Wimbledon champion Petra Kvitova moved closer to the second biggest title of her career here Saturday by beating US Open champion Samantha Stosur and reaching the final of the WTA Championships.
But the incisive left-hander from the Czech Republic had to recover from a set down and from within one point of a break down in the second set against the determined Australian before winning 5-7, 6-3, 6-3.
Kvitova will finish the season as world number two if she goes on to win the title on Sunday, and at her best she looked well capable of it.
Her serve was heavy and hard to read, her ground strokes flat and fierce, and her willingness to come to the net was always a threat.
But Kvitova also had a worrying spell after establishing a 4-2 first set lead, during which unforced errors began to spray from her racket. Stosur’s morale levels rose visibly, she broke twice in three attempts to steal the first set, and came close to breaking again.
During that phase Kvitova’s coach David Kotyza made an infrequent visit courtside to help his wavering 21-year-old charge.
“Petra doesn’t need a coach who speaks too much and too often,” Kotyza has gone on record as saying. “So I have to learn also.”
Whatever he said it was not demonstrative, but neither was it long before Kvitova improved. The essence of that was playing to her strengths and playing as far up the court as possible.
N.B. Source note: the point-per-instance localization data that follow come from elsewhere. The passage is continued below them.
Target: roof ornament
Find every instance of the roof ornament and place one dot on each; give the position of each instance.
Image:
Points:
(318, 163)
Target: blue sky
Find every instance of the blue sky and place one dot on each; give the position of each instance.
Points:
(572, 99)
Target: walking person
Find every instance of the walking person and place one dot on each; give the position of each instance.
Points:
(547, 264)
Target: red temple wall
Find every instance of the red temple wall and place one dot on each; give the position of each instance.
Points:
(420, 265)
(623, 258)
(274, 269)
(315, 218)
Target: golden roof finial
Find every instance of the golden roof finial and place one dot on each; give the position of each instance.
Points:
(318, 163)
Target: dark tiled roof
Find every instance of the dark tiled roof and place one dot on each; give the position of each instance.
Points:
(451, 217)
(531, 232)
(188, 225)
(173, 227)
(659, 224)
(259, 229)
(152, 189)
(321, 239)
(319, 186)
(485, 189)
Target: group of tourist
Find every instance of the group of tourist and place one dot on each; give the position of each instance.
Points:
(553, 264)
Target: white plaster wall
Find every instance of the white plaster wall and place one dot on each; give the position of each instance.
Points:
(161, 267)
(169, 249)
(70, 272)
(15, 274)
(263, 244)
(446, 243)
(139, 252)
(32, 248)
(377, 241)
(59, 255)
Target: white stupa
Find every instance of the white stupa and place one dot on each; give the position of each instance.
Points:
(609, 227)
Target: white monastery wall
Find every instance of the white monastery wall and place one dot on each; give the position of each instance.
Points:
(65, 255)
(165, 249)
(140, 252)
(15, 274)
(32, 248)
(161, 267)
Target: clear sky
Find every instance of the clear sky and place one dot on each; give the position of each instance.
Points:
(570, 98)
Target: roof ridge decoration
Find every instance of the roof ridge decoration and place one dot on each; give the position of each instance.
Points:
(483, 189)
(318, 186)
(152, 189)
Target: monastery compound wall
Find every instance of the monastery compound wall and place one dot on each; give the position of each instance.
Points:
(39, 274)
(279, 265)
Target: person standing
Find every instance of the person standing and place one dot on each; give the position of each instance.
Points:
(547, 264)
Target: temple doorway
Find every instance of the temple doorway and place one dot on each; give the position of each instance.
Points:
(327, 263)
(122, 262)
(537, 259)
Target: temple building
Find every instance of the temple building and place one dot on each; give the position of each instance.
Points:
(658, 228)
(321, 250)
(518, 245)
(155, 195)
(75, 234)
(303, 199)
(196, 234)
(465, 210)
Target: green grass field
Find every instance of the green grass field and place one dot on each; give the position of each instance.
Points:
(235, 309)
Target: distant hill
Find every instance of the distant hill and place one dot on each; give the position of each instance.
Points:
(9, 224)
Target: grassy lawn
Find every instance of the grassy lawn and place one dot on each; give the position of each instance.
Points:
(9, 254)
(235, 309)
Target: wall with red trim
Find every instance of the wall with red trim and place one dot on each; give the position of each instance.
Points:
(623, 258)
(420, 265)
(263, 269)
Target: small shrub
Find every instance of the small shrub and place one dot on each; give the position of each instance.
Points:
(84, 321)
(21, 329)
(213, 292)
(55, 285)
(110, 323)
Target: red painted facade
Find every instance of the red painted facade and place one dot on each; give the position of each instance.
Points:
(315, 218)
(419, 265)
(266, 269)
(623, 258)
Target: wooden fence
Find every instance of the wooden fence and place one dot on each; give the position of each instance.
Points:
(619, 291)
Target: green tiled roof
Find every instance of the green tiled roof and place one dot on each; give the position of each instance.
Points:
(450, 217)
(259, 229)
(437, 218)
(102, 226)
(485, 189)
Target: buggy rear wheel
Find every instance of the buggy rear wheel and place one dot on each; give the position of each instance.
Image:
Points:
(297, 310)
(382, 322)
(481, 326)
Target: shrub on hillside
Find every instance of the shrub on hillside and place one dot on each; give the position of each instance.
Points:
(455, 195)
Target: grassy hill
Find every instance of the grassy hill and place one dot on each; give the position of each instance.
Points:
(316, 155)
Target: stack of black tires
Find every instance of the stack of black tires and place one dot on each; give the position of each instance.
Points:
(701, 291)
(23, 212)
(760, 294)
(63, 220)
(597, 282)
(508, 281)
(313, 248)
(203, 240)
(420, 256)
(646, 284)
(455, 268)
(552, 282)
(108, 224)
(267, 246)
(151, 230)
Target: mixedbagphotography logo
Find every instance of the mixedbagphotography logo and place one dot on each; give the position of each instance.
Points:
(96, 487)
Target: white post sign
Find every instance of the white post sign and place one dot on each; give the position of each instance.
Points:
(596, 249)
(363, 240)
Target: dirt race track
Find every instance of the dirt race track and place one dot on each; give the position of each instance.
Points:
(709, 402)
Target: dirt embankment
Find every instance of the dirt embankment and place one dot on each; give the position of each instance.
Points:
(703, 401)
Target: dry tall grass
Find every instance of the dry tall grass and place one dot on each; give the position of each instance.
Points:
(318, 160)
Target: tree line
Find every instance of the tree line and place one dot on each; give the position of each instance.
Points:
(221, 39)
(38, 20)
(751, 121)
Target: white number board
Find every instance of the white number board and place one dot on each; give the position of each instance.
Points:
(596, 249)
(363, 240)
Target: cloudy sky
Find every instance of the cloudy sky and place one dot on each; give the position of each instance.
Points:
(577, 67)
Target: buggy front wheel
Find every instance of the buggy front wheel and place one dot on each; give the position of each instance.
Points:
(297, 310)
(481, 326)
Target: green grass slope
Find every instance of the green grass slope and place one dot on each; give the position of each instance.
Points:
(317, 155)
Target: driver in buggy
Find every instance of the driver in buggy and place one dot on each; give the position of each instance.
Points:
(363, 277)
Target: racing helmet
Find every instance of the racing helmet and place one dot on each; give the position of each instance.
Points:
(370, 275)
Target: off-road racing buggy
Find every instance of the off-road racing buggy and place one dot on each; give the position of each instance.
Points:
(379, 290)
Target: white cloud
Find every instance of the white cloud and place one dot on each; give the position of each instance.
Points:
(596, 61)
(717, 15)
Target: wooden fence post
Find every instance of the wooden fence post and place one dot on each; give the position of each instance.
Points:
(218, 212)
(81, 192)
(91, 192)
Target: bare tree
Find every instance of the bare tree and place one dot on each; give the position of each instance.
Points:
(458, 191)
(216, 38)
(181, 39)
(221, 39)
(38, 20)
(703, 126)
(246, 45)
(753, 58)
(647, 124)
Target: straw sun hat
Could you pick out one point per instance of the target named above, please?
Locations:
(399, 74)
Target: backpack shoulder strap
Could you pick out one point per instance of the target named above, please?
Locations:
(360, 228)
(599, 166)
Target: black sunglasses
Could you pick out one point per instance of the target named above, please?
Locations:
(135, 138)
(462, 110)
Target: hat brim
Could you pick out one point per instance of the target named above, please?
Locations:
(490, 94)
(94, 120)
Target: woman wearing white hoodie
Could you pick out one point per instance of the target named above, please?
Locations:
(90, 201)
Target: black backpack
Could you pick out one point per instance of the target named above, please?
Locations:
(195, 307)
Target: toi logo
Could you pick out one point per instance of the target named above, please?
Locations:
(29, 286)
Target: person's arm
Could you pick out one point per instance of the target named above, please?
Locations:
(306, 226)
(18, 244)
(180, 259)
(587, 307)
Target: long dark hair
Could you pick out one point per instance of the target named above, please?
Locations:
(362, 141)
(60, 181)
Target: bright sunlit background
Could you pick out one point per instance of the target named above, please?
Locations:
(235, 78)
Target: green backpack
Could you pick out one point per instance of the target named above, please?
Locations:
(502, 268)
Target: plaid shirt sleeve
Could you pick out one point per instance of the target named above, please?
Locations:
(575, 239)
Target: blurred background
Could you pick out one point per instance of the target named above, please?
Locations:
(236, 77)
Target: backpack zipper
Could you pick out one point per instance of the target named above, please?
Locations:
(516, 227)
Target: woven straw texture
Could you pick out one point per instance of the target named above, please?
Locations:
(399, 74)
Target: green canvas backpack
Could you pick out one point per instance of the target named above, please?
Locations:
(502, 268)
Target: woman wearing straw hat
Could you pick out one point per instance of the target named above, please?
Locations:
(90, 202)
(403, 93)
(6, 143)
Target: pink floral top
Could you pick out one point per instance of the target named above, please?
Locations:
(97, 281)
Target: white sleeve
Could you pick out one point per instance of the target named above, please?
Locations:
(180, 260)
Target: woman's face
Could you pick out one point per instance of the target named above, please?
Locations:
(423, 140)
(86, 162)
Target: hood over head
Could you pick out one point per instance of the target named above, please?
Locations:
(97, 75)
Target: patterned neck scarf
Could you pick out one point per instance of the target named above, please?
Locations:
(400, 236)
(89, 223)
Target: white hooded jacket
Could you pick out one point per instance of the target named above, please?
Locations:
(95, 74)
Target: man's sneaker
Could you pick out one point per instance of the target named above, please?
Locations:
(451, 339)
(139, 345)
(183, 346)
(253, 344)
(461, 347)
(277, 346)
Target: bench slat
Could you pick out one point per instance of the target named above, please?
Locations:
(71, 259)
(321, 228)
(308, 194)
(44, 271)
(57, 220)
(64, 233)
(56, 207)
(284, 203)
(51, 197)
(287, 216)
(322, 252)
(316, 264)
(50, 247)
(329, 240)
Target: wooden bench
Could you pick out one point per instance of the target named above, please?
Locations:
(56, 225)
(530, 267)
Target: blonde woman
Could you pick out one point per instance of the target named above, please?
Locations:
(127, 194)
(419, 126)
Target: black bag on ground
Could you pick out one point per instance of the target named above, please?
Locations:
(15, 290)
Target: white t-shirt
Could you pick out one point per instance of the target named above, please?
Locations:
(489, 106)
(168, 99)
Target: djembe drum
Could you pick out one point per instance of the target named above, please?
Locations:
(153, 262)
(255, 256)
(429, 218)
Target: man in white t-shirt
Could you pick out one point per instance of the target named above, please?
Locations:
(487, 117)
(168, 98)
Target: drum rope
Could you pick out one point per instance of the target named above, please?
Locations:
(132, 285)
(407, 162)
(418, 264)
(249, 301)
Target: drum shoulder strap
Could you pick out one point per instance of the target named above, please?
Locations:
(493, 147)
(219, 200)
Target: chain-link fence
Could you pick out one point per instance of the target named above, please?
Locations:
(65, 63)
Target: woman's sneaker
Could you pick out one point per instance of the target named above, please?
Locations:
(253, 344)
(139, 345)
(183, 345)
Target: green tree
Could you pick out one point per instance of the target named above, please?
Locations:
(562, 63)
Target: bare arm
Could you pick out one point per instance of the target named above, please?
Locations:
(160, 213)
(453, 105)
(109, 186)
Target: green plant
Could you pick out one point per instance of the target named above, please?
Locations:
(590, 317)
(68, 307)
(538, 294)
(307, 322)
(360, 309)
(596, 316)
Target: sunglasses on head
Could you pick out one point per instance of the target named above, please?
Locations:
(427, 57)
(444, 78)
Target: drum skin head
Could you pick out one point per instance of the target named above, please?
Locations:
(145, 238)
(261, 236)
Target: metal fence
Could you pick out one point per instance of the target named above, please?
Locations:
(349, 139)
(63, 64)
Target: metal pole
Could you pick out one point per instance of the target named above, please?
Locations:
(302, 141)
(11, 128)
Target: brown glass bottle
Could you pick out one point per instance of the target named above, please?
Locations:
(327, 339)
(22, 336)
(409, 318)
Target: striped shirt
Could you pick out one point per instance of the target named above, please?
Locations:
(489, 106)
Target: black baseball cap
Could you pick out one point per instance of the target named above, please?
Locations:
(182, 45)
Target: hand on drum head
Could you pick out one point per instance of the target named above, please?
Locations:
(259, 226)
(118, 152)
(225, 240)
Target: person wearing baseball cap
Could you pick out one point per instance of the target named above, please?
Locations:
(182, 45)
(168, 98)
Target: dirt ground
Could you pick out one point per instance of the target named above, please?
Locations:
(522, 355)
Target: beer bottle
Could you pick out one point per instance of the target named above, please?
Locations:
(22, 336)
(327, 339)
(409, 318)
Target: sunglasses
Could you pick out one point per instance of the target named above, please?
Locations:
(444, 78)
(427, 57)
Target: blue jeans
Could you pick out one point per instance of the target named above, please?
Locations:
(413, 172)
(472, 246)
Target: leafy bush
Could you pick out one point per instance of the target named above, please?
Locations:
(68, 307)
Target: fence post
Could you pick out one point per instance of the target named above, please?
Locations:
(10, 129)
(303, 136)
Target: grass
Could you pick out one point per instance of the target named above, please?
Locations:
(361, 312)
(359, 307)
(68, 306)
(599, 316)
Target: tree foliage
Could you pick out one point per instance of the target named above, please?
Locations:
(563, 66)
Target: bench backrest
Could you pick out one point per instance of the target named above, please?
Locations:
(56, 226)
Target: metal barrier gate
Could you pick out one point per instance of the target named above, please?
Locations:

Fortunately Kvitova came up with a fine first serve when she was 30-40 down in the second game of the second set, when Stosur might have broken and taken control of the match.
It hurtled for an ace, and after Kvitova clung on to that service game, the match took a big change of direction, with the Wimbledon champion breaking serve and twice threatening to make it a double break.
“I have to be focussed on serve and return of serve,” Kvitova had said before the match, and now she began to follow her own advice much more completely.
Although Stosur served her way spiritedly out of trouble to avoid going 1-4 down, she was unable to prevent Kvitova breaking through again in the ninth game and levelling at a set all.
Kvitova did that with the help of a good net approach and two rousing forehand drive winners, and they signified that her momentum was increasing.
Sure enough she broke again at the start of the final set when she punished a second serve with a heavy forehand cross court return, and then broke again to love, putting her 4-0 up.
It broke most of Stosur’s resistance, and although the US Open champion did enough to pull back one of the breaks, Kvitova comfortably closed out the match at the second attempt, finishing with a lovely drop-lob combination.
Kvitova was due to play the winner of world Victoria Azarenka, the world number four from Belarussia, and Vera Zvonareva, the former Wimbledon and US Open runner-up from Russia.